Of the downtown options, these hotels will give you the best value for your buck.
Binion’s — If you’re simply looking for a cheap place to rest your head, and you don’t mind a slightly dive-y hotel, Binion’s is the place. Here, you’ll get a basic older room with a small bathroom, which may sometimes be less than perfectly clean and may show signs of wear and tear. But room rates can often be found for $39 or less a night and the hotel sits right along the Fremont Street Experience. It also has the highly rated Binion’s Ranch Steakhouse as part of its dining options, as well as a small rooftop pool and sundeck area. (Average Rates: $50-$80)

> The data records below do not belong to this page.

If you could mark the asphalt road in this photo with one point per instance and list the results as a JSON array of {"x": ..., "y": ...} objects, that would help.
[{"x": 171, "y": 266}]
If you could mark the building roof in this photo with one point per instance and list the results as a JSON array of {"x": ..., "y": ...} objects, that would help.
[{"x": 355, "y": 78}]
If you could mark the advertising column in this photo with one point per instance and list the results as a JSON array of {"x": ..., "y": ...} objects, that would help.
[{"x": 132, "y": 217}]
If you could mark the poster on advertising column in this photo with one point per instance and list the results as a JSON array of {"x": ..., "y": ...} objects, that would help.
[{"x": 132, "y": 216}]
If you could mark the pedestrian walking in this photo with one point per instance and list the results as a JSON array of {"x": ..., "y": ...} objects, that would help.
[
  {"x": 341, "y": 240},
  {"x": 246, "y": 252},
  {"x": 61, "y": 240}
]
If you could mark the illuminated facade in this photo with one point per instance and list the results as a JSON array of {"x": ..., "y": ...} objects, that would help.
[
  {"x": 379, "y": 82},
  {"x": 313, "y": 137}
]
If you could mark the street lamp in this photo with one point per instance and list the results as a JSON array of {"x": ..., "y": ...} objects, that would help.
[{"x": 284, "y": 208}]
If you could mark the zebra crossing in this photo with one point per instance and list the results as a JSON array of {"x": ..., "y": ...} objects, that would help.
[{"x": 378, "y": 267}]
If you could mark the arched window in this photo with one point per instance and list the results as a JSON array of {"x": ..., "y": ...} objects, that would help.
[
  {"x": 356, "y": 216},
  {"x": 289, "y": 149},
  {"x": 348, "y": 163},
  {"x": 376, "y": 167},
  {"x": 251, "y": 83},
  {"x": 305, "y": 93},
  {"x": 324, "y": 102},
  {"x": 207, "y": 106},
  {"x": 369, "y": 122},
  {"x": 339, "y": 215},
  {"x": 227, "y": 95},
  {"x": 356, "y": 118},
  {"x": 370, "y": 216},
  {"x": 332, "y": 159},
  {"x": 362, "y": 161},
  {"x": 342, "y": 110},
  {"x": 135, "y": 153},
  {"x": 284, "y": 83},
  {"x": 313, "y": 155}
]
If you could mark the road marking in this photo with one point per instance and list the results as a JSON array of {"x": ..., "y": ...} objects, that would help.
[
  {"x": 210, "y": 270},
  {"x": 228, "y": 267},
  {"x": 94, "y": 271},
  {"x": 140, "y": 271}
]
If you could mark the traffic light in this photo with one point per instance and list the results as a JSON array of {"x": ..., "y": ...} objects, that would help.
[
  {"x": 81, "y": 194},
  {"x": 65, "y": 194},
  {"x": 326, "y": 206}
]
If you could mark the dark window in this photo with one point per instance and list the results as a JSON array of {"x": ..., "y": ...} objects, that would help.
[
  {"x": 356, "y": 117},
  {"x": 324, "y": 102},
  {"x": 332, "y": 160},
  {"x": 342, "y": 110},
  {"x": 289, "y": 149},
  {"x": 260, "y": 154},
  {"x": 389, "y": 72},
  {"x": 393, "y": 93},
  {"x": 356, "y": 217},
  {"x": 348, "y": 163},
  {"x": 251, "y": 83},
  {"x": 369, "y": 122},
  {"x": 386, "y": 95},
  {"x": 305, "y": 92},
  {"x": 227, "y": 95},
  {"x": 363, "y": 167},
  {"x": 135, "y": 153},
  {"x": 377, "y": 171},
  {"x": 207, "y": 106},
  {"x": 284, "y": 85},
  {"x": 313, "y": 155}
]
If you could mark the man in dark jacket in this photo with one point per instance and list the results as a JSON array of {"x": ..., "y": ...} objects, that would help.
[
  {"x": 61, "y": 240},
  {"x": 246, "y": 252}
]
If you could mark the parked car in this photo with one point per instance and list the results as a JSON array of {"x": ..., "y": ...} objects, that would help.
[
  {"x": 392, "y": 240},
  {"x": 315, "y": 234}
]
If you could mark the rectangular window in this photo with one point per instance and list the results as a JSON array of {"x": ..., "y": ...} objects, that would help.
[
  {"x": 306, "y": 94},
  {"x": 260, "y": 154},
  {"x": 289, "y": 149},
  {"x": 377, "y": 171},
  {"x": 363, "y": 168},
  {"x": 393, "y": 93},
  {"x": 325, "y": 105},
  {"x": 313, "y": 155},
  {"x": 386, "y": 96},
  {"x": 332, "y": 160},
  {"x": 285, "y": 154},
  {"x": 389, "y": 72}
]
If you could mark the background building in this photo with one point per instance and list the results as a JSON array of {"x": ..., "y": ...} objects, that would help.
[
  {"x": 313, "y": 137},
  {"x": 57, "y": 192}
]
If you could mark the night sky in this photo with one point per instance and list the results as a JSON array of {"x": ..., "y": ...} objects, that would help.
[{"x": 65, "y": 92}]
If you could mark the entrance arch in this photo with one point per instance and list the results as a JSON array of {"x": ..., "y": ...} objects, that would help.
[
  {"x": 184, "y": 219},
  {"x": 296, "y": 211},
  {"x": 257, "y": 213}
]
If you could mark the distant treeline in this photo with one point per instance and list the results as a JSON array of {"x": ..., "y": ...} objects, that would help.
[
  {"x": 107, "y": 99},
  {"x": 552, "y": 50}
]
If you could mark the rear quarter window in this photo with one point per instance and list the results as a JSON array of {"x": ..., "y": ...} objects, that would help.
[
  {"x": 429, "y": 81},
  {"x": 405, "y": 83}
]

Fitzgeralds — Located on Fremont Street, one block from the eastern end of the Fremont Street Experience, this hotel often gets overlooked. It shouldn’t be though, because it offers moderate-sized clean rooms with friendly service at budget-friendly rates. Even on the busier weekends, rates rarely rise above $100, which is rare in Vegas. The only real drawbacks are slow elevators, which sound creaky if weighed down too much, and some rooms have an exterior hallway (motel-style), but otherwise, this is a good choice for budget travelers downtown. (Average Rates: $49-$69)
Four Queens — This hotel is in the midst of a renovation, but in the meantime, it offers clean rooms at rates as low as $29. It is located at the center of the Fremont Experience, making it a good central hotel for downtown exploration. Rooms are a bit on the small size, as this is an older hotel, but it is one of the nicer hotels along Fremont Street. If you luck into a renovated room, expect some luxuries like 32” flat panel TVs and in-room coffeemakers. Also worth checking out are the Canyon Club, which regularly pulls in national music acts, and the Chicago Brewing Company, which is often voted as having some of the best in-house microbrews and pizzas in the city. (Average Rates: $40-$75)
Golden Nugget — One of the nicest hotels downtown, the Golden Nugget sits in the center of the Fremont Street Experience. It recently underwent a $170 million renovation that included updated rooms, a nightclub, a new sushi restaurant and a pool area that holds a new aquarium with live sharks. A new $150 million additional tower will give the hotel 500 more rooms. Rooms here are also among the most expensive of the downtown hotels, but you can still find rooms most weeknights for $69 or so. It’s also the only AAA Four-Diamond property downtown, with service to match. (Average Rates: $69-$99)
Main Street Station– This hotel is located about two blocks north of the western end of the Fremont Experience, and offers clean rooms in an older hotel that is decorated in dark hardwoods and crystal chandeliers. Think early Vegas elegance. It also is home to the Triple 7 Brewpub, an award-winning eatery where they brew their own beers. It’s worth a visit to just to have one of their microbrews and a bite to eat. Rooms can pick up noise from the nearby train tracks and I-15, but they are clean and very nice for the price. Book during slower periods for rooms as low as $30 a night. (Average Rates: $40-$75)
As you can see, downtown Las Vegas offers good deals for budget travelers to the city. Transportation to the Strip is easy and plentiful, such as taxis, public buses and the new Arrow shuttle system, and there is an air of what Vegas used to be in its heyday.